Wine critics that give a wine a score but don't actually write a written review are wasting everybody's time. The point of a wine review is to help teach you about the wine and learn what to look for in a wine - learn what you like or what you might not like about it. So if a critic comes out and gives a wine 74 points, that doesn't tell you anything. They're not being an advocate for the wine or for you; they're turning wine into a spectator sport.
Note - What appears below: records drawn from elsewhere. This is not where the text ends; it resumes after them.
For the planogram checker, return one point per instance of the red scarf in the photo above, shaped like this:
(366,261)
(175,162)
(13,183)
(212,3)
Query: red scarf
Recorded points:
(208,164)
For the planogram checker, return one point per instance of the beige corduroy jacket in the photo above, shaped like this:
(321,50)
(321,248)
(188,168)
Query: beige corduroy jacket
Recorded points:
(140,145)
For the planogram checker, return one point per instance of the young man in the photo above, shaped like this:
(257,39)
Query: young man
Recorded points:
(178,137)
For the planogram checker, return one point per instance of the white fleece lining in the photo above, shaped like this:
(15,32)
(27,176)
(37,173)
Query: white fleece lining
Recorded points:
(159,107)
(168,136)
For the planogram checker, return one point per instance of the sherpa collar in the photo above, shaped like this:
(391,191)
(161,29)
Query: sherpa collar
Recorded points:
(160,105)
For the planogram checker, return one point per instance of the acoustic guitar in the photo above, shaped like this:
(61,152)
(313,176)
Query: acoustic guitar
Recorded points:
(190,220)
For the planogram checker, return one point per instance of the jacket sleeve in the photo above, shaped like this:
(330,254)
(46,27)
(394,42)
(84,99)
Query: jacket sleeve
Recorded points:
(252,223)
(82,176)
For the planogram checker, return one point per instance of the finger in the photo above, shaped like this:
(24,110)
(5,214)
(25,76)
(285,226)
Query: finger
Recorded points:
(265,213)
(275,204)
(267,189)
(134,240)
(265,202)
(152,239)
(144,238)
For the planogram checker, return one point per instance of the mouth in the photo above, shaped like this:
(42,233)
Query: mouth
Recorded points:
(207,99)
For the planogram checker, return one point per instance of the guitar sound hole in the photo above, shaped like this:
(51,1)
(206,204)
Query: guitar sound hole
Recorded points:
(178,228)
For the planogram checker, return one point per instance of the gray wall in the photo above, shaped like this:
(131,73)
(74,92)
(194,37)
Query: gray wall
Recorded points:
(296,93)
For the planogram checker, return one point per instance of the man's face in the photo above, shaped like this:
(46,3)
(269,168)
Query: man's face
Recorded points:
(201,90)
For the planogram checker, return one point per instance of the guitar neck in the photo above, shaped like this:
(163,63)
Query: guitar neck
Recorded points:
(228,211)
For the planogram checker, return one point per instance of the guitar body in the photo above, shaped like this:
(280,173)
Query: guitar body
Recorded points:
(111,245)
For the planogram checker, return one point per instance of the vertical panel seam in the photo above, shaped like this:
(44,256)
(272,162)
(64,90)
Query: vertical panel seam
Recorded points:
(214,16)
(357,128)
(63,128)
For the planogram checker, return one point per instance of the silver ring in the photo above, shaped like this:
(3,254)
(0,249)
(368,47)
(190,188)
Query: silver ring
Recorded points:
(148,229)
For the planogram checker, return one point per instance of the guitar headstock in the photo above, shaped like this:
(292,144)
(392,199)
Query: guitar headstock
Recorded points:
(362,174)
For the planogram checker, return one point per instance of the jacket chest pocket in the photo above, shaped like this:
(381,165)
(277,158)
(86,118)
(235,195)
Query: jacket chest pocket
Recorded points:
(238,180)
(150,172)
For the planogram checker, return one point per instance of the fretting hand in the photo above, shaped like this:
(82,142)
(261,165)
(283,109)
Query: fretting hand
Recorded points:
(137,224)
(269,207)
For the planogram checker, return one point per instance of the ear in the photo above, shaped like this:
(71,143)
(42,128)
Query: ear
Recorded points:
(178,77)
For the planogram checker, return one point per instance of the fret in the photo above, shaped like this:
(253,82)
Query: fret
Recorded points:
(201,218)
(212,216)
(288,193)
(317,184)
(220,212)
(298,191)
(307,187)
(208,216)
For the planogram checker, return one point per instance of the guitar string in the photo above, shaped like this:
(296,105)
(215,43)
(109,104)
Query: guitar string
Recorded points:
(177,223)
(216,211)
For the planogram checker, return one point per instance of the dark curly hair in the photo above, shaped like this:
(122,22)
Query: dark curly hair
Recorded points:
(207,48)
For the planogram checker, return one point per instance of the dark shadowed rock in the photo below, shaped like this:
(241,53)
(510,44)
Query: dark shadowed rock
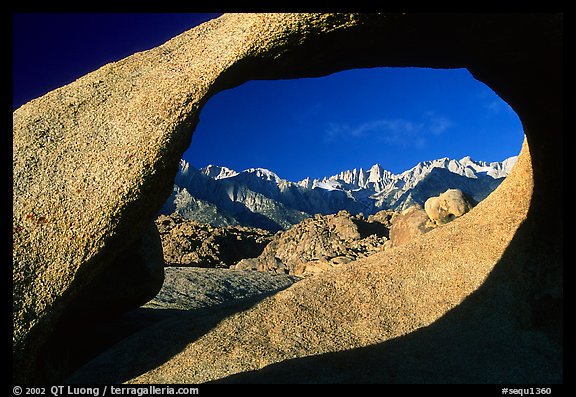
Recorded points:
(189,243)
(409,224)
(320,243)
(94,161)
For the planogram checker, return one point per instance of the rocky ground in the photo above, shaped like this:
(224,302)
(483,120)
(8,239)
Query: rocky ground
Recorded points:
(312,246)
(322,242)
(190,243)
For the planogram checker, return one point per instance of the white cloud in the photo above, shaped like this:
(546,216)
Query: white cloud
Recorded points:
(397,131)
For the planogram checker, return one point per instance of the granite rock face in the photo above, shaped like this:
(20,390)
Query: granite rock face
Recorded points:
(319,243)
(446,207)
(409,224)
(189,243)
(94,161)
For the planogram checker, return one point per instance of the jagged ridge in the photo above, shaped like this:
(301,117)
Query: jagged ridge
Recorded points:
(258,197)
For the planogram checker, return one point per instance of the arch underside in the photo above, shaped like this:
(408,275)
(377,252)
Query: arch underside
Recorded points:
(485,289)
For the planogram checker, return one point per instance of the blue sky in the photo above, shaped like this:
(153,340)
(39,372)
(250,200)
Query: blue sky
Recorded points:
(297,128)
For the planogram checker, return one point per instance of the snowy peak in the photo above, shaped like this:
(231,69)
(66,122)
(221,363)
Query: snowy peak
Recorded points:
(264,174)
(217,172)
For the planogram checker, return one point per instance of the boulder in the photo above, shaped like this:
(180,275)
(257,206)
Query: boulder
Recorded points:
(190,243)
(409,224)
(94,161)
(446,207)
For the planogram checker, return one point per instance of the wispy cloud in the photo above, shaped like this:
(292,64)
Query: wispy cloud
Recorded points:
(393,131)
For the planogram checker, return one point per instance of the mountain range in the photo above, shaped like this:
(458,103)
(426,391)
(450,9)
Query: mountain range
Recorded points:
(258,197)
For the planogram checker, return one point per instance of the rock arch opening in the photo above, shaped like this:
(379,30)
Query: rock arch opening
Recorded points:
(517,273)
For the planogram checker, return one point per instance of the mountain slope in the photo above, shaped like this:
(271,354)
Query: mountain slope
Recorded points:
(258,197)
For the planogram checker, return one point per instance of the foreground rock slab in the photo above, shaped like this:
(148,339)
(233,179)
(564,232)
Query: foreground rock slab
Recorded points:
(94,161)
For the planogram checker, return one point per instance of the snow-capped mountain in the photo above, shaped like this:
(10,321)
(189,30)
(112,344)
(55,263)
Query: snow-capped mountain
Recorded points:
(260,198)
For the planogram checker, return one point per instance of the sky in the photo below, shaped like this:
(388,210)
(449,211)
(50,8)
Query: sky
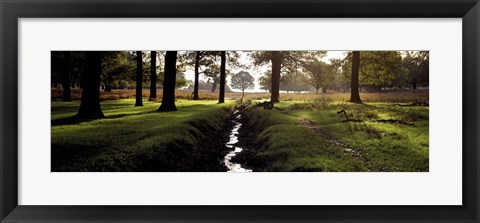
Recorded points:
(257,72)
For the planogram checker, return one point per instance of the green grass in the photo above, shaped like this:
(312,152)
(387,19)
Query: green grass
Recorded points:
(135,138)
(192,139)
(285,144)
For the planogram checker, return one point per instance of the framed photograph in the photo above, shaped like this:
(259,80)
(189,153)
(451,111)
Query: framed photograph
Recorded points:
(227,111)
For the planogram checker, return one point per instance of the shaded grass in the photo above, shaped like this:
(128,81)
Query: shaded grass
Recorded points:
(140,139)
(287,145)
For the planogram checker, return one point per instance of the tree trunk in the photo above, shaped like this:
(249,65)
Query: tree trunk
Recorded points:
(67,93)
(138,93)
(355,95)
(276,66)
(243,94)
(90,103)
(197,74)
(214,87)
(153,76)
(168,98)
(221,97)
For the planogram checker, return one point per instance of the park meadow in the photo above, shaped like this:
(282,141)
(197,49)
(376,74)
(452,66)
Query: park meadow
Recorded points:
(239,111)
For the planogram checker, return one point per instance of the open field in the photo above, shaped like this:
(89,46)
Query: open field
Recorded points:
(311,136)
(305,133)
(139,138)
(390,96)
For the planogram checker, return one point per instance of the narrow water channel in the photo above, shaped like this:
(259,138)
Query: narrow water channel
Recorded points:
(234,167)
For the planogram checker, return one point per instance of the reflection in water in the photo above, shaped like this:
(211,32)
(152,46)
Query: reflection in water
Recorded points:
(234,167)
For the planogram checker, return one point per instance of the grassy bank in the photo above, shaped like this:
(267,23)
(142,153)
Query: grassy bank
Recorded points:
(140,138)
(311,136)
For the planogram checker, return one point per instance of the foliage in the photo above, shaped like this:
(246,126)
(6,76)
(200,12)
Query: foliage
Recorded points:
(243,81)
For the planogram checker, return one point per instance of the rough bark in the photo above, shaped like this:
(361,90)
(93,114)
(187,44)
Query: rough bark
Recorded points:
(168,98)
(276,66)
(153,76)
(90,103)
(197,74)
(354,94)
(138,92)
(221,97)
(67,93)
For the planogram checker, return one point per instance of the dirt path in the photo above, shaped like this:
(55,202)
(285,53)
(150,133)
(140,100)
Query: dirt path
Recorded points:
(352,151)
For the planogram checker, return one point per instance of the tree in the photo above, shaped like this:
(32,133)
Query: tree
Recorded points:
(138,93)
(276,70)
(197,75)
(315,74)
(90,103)
(380,69)
(221,97)
(278,60)
(168,98)
(417,68)
(242,80)
(61,66)
(354,94)
(153,75)
(117,69)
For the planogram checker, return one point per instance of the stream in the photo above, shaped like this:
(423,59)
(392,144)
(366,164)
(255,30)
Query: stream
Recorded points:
(234,167)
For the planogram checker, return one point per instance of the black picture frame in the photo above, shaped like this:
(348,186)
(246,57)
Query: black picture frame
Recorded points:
(12,10)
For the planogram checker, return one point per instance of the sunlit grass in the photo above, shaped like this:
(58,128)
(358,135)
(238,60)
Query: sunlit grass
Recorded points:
(288,145)
(133,138)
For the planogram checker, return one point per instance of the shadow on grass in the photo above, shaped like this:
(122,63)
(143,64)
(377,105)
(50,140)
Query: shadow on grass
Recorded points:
(77,120)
It's leaving you out of the process entirely. They might as well just say, "We don't care if you know anything about wine: we want you to drink what we tell you to drink." That's absolutely pointless. The point of the review is so that you can learn what makes a wine good, what makes a wine bad and what you like about a wine. There can be 7,000 different wines that are all rated 90 points, but you're not necessarily going to like all of those wines. That's why the notes are crucial. Particularly if you take a big, well-known winery and give it a low score, like a 72, and no note. That doesn't help anybody. Another critic might give it a high score and that really does nothing for you. You want to know what it was that made that wine bad. Does it have a flaw you can look for, or is it just that the critic had some particular bias against the flavors in there? Obviously that's not supposed to come in to play. The scores are supposed to be about the quality of the wine, but because different critics give wines different scores, something else is going on. Otherwise everyone would say the same thing about the same wine.
It's also useless about the high scoring wines. Sure, a wine might get 98 points. That doesn't mean that I'm going to want to drink it. Look at Chardonnay. Chardonnay can have drastically different flavor profiles. Some of them can be big, heavy, oaky and buttery. Some can be lean, crisp and minerally. These two styles could both get 98 points, but if I hate butter and oak, I'm not going to like it. But if it just says 98 points, I don't know until I've already wasted my money.
So don't waste your time with critics that aren't interested in engaging you and helping you along in the process. Learn what you're doing!